With out board powered watercraft it is permissable to run the engine untill it starts to lean out then turn off ignition. (this removes most off the fuel from the float bowls but keeps your engine well lubed for storage. my johnson 60 takes about 30 secs.), so that when you raise the engine for transport the fuel doesn't end up in the bilge, and then in the water when you pull the plug on the launch ramp.


----------



## hitachiman 200 (Jan 17, 2010)

leon;1016473 said:


> I would not be surprized if the plugs were bad and the as the spark plug cools it will shrink the broken electrode in the interior of the plug and lose contact.
> 
> If the engines are warm they should be primed only once. My CCR3000 starts cold with no issues with the manual choke.
> 
> ...


You are right Leon as long as the engine was shut down properly to begin with, 
Ether is a gas, not a liquid, so a small single shot to aid in starting a very cold engine will do no harm as it will not "wash" away the oil.


----------



## Laszlo Almasi (Feb 11, 2006)

Rock on Canada...do as you wish. But I've been doing it this way for over 20 years. I've also been repairing engines for 20 years and the majority of those engines were owned by operators that used ether/starting fluid to start their motors. If you know how to start a 2 stroke properly then you will not need anything more than the choke. If you do (need starting fluid) then you have other issues that require attention. Ether/starting fluid just compensates for problems in the fuel circuitry.


----------



## hitachiman 200 (Jan 17, 2010)

Laszlo Almasi;1025721 said:


> Rock on Canada...do as you wish. and the majority of those engines were owned by operators that used ether/starting fluid to start their motors. .


The damage was more likely caused from using dirty or contaminated fuel. Once that is done they may have resorted to using ether to get there already damaged motor to run.
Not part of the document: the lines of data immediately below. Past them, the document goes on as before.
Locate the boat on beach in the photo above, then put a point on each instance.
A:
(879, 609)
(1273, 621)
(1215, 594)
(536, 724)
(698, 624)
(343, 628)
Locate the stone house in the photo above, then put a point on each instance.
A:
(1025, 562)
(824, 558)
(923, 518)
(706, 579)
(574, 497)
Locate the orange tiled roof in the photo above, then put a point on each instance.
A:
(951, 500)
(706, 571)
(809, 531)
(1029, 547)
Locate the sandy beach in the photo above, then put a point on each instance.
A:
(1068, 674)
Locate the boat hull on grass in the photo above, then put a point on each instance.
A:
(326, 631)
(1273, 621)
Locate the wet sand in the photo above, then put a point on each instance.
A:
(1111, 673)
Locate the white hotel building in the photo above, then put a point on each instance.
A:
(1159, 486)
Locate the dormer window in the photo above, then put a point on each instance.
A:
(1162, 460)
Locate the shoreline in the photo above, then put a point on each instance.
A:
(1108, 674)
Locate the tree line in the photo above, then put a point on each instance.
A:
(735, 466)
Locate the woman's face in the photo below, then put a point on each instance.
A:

-Ether/starting fluid just compensates for problems in the fuel circuitry.
Liquid gasoline does not burn, it's the vapour that does. When a two stroke motor is very cold the atomized gasoline tends to condense into larger droplets before reaching the cylinder. Ether is a more volatile gas that vaporizes at a lower temp than gas therefor making it easier to burn. So it does have a usefull purpose even with a healthy engine. Try starting a diesel engine with no glow plugs when it's below freezing.

-If you know how to start a 2 stroke properly then you will not need anything more than the choke. 
-If you do (need starting fluid) then you have other issues that require attention. 
My guess is you don't see -30 very often down there. I also said that there could be issues with the carb.
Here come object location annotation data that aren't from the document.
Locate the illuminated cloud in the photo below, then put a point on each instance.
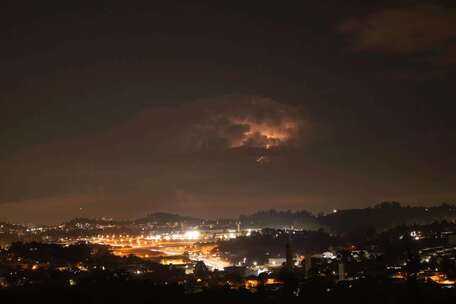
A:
(220, 123)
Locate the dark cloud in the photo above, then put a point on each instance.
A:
(163, 156)
(427, 30)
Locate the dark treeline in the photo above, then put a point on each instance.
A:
(380, 217)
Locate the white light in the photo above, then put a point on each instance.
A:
(192, 235)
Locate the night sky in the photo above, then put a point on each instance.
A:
(217, 108)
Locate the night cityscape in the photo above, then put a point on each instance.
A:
(228, 151)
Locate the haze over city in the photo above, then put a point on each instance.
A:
(219, 109)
-But I've been doing it this way for over 20 years. 
Just because you do something for twenty years does not make it a right or acceptable practice.
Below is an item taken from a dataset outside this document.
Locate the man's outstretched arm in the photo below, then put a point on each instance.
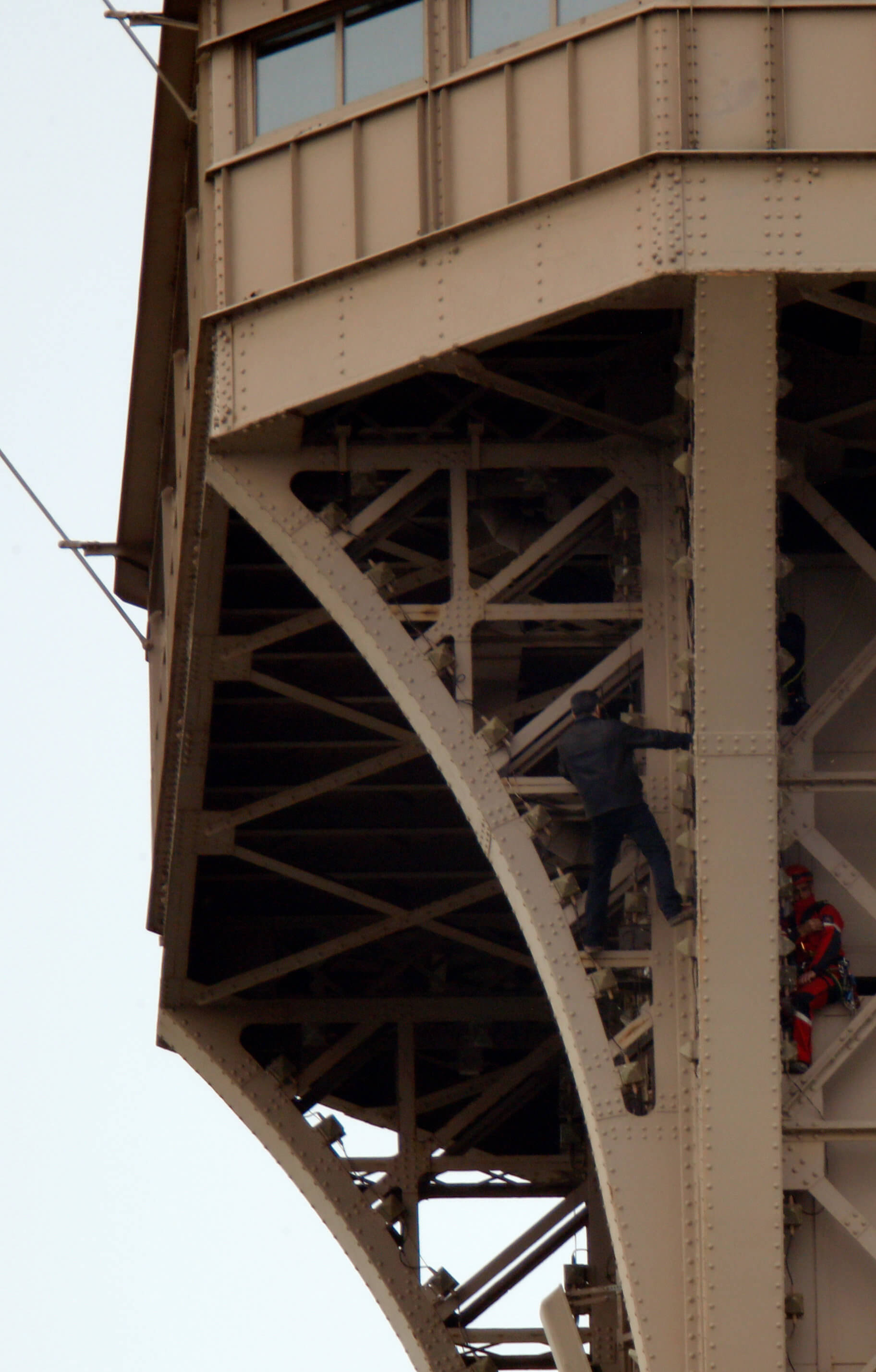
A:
(656, 737)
-I've also been repairing engines for 20 years.
I am a Certified Mechanic for 30. Rebuilt my first bike 40 years ago.


----------



## Laszlo Almasi (Feb 11, 2006)

While some of your post is correct, I still stand by the fact that using any sort of ether/starting fluid is improper and will lead to eventual engine problems. While opinions do vary, any research you do will lead you to the same conclusion. Old school opinions hurts many motors but as we learn more, we realize that how things were done, even 40 years ago, may not be the best thing to do.

You may not be alone in your assumptions, but I am not alone with the facts. Just because it is done and can help to start your motor does not make it proper by any means.

http://en.wikipedia.org/wiki/Starting_fluid
http://www.sbtontheweb.com/forum/showthread.php?p=159831
http://www.nefga.org/forum/boating/21434-2-stroke-20hp-wont-start.html
http://www.brokeboats.com/carbs.html


----------